No fim desta primeira estância, José das Dornas, como que atordoado, levantou os olhos para João da Esquina; mas viu-o tão sério, que continuou:
Trigueira! Se tu soubesses
O que é ser assim trigueira!
Dessa ardilosa maneira
Porque tu o sabes ser;
Não virias lamentar-te,
Toda sentida e chorosa,
Tendo inveja à cor da rosa
Sem motivos para a ter.
- Ó vizinho, mas isto... - ia a dizer José das Dornas, que principiava a suar.
Um gesto do tendeiro obrigou-o a prosseguir:
Trigueira! Porque és trigueira,
É que eu assim te quis tanto.
- Repare, Sr. José - observou do lado João da Esquina. - «É que eu assim te quis tanto.» Vá reparando.
José das Dornas abriu muito os olhos para reparar e continuou:
Daí provém todo o encanto,
Em que me traz este amor.
- «Este amor», repare, vizinho, «este amor!» - tornou a dizer João da Esquina e José das Dornas tornou a abrir muito os olhos, repetindo sem saber para quê:
- «Este amor...» é verdade... «este amor...» Cá está.
E prosseguiu:
E suspiras e murmuras!
- É peta! - notou João da Esquina.
- Palavra de honra, que está aqui. «E suspiras e murmuras», Sr. João. Ora faça favor de ver.
- Não nego; quero eu dizer que... mas adiante, adiante.

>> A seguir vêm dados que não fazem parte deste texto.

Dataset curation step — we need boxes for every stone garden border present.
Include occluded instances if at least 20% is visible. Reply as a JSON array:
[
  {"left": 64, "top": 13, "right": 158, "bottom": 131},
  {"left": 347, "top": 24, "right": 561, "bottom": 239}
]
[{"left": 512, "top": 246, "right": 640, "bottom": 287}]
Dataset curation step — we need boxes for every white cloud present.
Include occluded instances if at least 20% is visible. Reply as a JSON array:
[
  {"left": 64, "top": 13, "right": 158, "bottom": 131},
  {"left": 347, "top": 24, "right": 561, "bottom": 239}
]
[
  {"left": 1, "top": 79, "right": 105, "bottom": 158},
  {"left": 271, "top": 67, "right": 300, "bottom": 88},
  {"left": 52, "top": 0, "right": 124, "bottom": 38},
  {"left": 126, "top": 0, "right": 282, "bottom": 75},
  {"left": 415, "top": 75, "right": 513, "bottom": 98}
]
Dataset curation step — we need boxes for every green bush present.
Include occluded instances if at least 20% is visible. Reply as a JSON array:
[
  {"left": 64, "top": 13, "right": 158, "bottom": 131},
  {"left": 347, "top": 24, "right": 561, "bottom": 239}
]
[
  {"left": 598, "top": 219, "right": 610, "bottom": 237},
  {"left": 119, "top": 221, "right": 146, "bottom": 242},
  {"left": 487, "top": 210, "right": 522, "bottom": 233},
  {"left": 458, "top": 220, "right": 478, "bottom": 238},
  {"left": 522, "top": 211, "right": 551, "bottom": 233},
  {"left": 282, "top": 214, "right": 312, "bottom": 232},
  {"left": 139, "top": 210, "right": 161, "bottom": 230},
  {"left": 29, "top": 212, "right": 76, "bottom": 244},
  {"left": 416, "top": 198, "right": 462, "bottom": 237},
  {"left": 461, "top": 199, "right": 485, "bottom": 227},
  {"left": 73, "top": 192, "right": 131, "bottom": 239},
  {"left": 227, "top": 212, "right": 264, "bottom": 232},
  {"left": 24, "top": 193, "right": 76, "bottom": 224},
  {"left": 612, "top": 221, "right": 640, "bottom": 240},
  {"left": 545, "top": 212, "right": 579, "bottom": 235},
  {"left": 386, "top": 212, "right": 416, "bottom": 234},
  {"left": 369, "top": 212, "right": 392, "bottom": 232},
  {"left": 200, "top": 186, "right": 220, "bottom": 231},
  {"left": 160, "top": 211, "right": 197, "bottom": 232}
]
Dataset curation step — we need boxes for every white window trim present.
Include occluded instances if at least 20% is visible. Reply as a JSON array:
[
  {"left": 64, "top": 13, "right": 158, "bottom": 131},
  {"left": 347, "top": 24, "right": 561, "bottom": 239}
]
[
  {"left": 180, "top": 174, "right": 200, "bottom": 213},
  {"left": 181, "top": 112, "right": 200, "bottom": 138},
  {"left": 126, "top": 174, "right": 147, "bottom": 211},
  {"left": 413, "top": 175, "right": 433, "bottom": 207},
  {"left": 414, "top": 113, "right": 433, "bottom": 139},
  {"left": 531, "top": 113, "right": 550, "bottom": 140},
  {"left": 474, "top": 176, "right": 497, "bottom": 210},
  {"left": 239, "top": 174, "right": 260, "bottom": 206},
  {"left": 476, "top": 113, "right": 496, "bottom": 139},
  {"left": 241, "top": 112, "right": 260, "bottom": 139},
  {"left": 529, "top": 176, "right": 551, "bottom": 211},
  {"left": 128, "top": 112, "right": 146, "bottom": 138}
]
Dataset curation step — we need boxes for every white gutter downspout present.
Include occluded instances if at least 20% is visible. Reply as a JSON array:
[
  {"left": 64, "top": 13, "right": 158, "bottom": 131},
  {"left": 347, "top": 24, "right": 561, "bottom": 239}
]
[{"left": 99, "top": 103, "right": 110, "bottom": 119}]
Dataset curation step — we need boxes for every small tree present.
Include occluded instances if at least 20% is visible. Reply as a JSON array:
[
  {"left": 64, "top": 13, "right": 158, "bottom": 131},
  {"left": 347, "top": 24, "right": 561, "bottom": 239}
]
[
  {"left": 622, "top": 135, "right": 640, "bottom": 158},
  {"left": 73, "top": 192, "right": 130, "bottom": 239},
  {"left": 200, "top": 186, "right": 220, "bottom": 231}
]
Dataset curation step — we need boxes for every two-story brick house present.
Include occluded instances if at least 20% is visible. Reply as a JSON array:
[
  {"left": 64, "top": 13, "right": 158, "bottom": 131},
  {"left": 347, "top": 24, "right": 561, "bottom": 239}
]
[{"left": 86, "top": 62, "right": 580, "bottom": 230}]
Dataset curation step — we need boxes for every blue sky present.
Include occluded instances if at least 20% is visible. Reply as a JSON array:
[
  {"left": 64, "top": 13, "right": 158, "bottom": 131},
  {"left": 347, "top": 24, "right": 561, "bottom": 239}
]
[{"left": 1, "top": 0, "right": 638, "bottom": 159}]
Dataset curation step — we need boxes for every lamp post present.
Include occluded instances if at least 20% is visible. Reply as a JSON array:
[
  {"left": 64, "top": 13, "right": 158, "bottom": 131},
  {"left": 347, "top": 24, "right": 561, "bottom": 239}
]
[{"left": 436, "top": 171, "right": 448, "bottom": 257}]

José das Dornas continuou:
E suspiras e murmuras!
Que mais desejavas inda?
Pois serias tu mais linda,
Se tivesses outra cor?
José das Dornas começou a lançar para o vizinho um olhar inquieto; estava seriamente pensando que o homem endoidecera.
- Continue - disse-lhe o tendeiro.
E o lavrador continuou, suando cada vez mais:
Trigueira! Onde mais realça
O brilhar de uns olhos pretos,
Sempre húmidos, sempre inquietos
Do que numa cor assim?
Onde o correr de uma lágrima
Mais encantos apresenta?
E um sorriso, um só, nos tenta,
Como me tentou a mim?
- «Como me tentou a mim» - repetiu João da Esquina.